This is a long post, but hopefully someone will get some useful info out of it.
Hopefully I can get some useful info from replies as well.
I have deployed 1 VSAN cluster, but based on my current experience with it I will be hesitant to recommend it again.
Let me walk you through my nightmare.
(3) Dell R530
- Perc H730 mini storage controllers. (Has a queue depth of 925 last time I checked.)
- 1 200G SSD
- 4 2T HDDs
- 10G networking with redundant switches
- 48G RAM
Dataset size
6T of data
Based on VMware's recommendation to start with SSD capacity that is 10% of the dataset size we started with 600G of SSD capacity.
Issue #1
Customer calls complaining of poor performance. VSAN benchmarked very well in the lab and the VMs were flying along for several weeks so I did not immediately think storage was an issue.
Looking into the performance issue I eventually found VSAN doing Component Resyncs and it had several hundred Gig remaining, with 4 hours left until completion.
During this time VM performance degraded so much that the customer sent employees home because email, files, print, applications, etc were all effectively down. Storage latency went into the thousands of ms. Exchange complains above 20ms, imagine how happy is was @ 2000ms.
I noticed the components that were doing a resync were VMs that earlier in the day another engineer made changes to. He increased the virtual disk size since the VMs were running out of room. Expanding the disks of VMs has never caused an issue and is something we regularly do doing hours.
When a drive is expanded on VSAN the drive is simply not just expanded, here's the process best as I can tell.
1. Tech expands drive from 500G to 650G
2. VSAN creates 3 new components (a component is basically a chunk up to 256G)
3. VSAN then copies data from the 2 existing 256G components into the 3 new components.
By default, a component will have a single stripe width, so a single disk is hammered hard while the data is being read or written.
Fault tolerance settings are set so data resides on 2 servers, so the high I/O is happening on multilpe disks on multiple hosts.
4. When that copy is done it will delete the original 2 components.
KEY THING TO NOTE:
1. You need double the disk space during an expansion. Have a 500G disk you are expanding to 650G, then you need to have capacity for that 500G of data to be duplicated. If you watch free capacity on the VSAN while this is happening space will be slowly consumed as the copy happens and once complete there will be a large jump in free space when the original components are deleted. If your disks are too large and there is not enough free space on a VSAN you will not be able to expand your drive.
Resolution to #1
After discussions with VMware and within VMware it was decided there is not enough SSD capacity, so the systems are going to spinning disk too often causing the slowness. At the time it sounded reasonable, but it's doing a resync of all the data, it has no choice but to go to disk.
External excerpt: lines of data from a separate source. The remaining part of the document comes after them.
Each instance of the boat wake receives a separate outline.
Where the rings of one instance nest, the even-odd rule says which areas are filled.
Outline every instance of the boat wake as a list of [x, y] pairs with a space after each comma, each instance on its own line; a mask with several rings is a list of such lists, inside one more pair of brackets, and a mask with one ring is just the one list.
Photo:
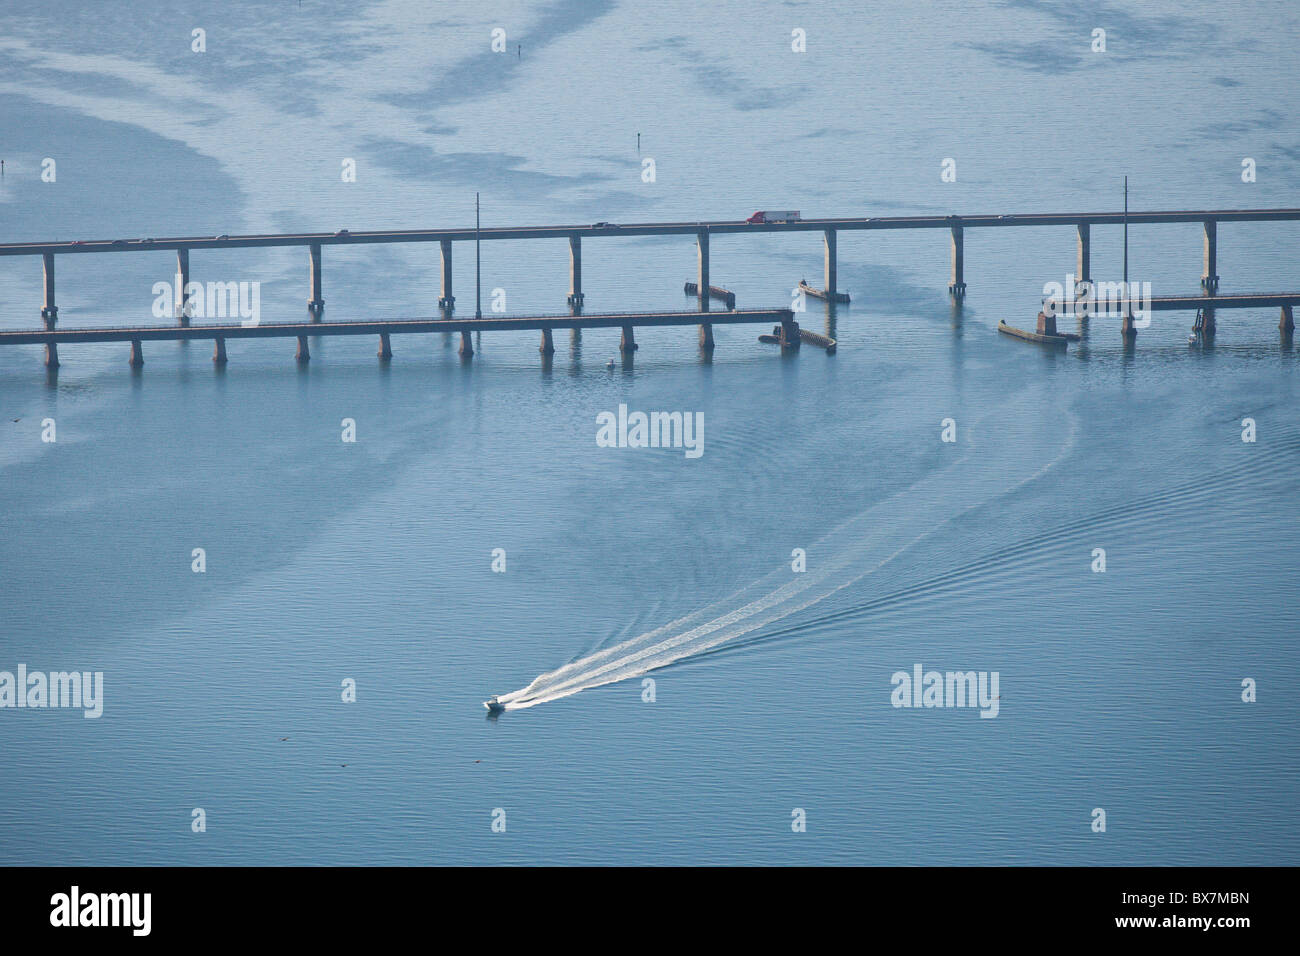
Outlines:
[[[917, 542], [999, 495], [1042, 477], [1075, 442], [1072, 417], [1041, 414], [1033, 396], [965, 426], [952, 460], [844, 522], [817, 541], [808, 571], [782, 566], [729, 597], [662, 627], [587, 654], [494, 698], [494, 712], [535, 707], [604, 684], [627, 680], [683, 658], [720, 648], [861, 581]], [[1011, 424], [1007, 424], [1011, 423]], [[1038, 449], [1027, 460], [1024, 449]], [[1017, 475], [1007, 473], [1018, 462]]]
[[[815, 616], [805, 615], [796, 622], [773, 628], [743, 640], [729, 641], [709, 649], [709, 656], [742, 650], [759, 642], [797, 638], [829, 624], [895, 613], [943, 595], [950, 599], [968, 588], [987, 588], [994, 579], [1010, 585], [1025, 571], [1041, 565], [1053, 555], [1077, 560], [1080, 545], [1091, 546], [1099, 536], [1114, 533], [1157, 535], [1171, 516], [1188, 509], [1209, 508], [1226, 496], [1248, 496], [1272, 482], [1294, 481], [1296, 456], [1300, 455], [1300, 436], [1279, 437], [1266, 453], [1208, 474], [1196, 474], [1178, 483], [1163, 486], [1138, 498], [1113, 505], [1072, 520], [1016, 538], [1003, 546], [988, 550], [972, 560], [946, 567], [941, 573], [920, 580], [905, 579], [899, 587], [877, 594], [847, 607], [827, 610]], [[1084, 547], [1082, 553], [1087, 553]]]
[[[769, 627], [874, 574], [962, 515], [1023, 488], [1064, 461], [1075, 446], [1077, 421], [1073, 416], [1062, 420], [1035, 413], [1034, 406], [1040, 401], [1025, 397], [1000, 408], [996, 417], [968, 426], [967, 440], [953, 449], [956, 455], [951, 462], [846, 521], [809, 548], [814, 558], [809, 571], [792, 575], [783, 565], [730, 597], [541, 674], [527, 687], [495, 698], [494, 709], [534, 707], [684, 658], [730, 652], [761, 640], [802, 633], [808, 627], [879, 613], [894, 605], [926, 600], [938, 591], [986, 580], [989, 574], [1013, 575], [1047, 552], [1074, 548], [1080, 536], [1091, 540], [1100, 530], [1158, 524], [1171, 512], [1199, 505], [1230, 489], [1245, 491], [1261, 481], [1282, 479], [1293, 472], [1294, 455], [1300, 452], [1300, 436], [1280, 437], [1267, 456], [1156, 488], [1144, 496], [1035, 531], [973, 559], [954, 562], [942, 574], [921, 580], [906, 580], [904, 574], [897, 588], [851, 607], [828, 610], [782, 628]], [[1039, 451], [1031, 459], [1026, 450]], [[1009, 475], [1008, 467], [1015, 467], [1016, 474]], [[958, 541], [947, 550], [961, 554], [965, 549]], [[768, 629], [760, 631], [763, 628]]]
So we buy 3 new 200G SSDs and I start a project of adding an SSD to each server.
I couldn't get a clear set of instructions on how to do it with a 3 host VSAN, so I will lay that out here for anyone that might need it.
The final result will be 2 disk groups per server, each group will have 1 200g ssd, and 2 2T HDDss. The current state is 1 200G SSD, and 4 2T HDDs.
1. Update firmware and drivers on everything in your server to meet the VMware HCL
2. Install the SSD drive into a host, and ONLY one host (See Issue #3 for why only one host)
3. Make sure the disk is in pass-thru mode on the storage controller
4. Edit the existing disk group on that host.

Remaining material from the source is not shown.